Dr. Hurvitz on the Rationale for the coopERA Breast Cancer Trial in ER+/HER2- Breast Cancer

Sara A. Hurvitz, MD, discusses the rationale for the phase 2 coopERA Breast Cancer trial in estrogen receptor–positive, HER2-negative breast cancer.


Sara A. Hurvitz, MD, director, Breast Cancer Clinical Research Program, co-director, Santa Monica University of California, Los Angeles (UCLA) Outpatient Hematology/Oncology Practice, associate professor of medicine, Division of Hematology/Oncology, David Geffen School of Medicine at UCLA, discusses the rationale for the phase 2 coopERA Breast Cancer trial (NCT04436744) in estrogen receptor (ER)–positive, HER2-negative breast cancer.

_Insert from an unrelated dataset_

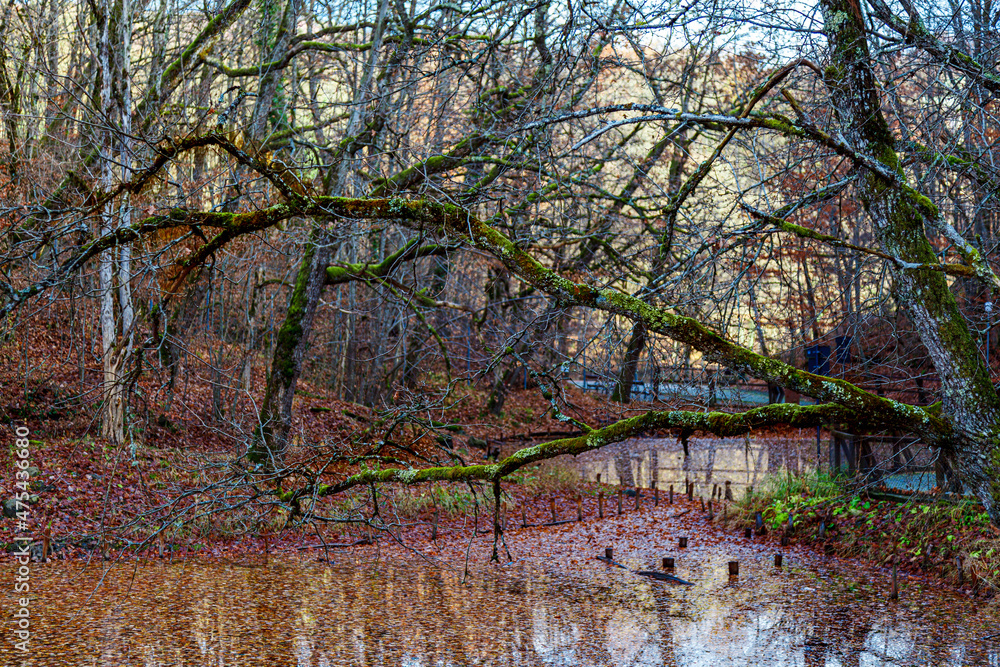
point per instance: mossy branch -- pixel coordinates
(717, 423)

Currently, fulvestrant (Faslodex) is the only selective ER downregulator (SERD) available for use in metastatic ER-positive breast cancer and it appears to be more efficacious vs single-agent aromatase inhibitors (AIs), Hurvitz says. However, fulvestrant is administered through an intramuscular injection, which is inconvenient for patients, and its oral bioavailability is low.

Giredestrant is an oral SERD that is being evaluated as a potential treatment for patients with ER-positive breast cancer, Hurvitz says. The agent has demonstrated early signs of efficacy, potency, and tolerability among patients with metastatic ER-positive breast cancer. As such, the coopERA Breast Cancer study was developed to evaluate the biological activity of giredestrant vs the AI anastrozole, Hurvitz concludes.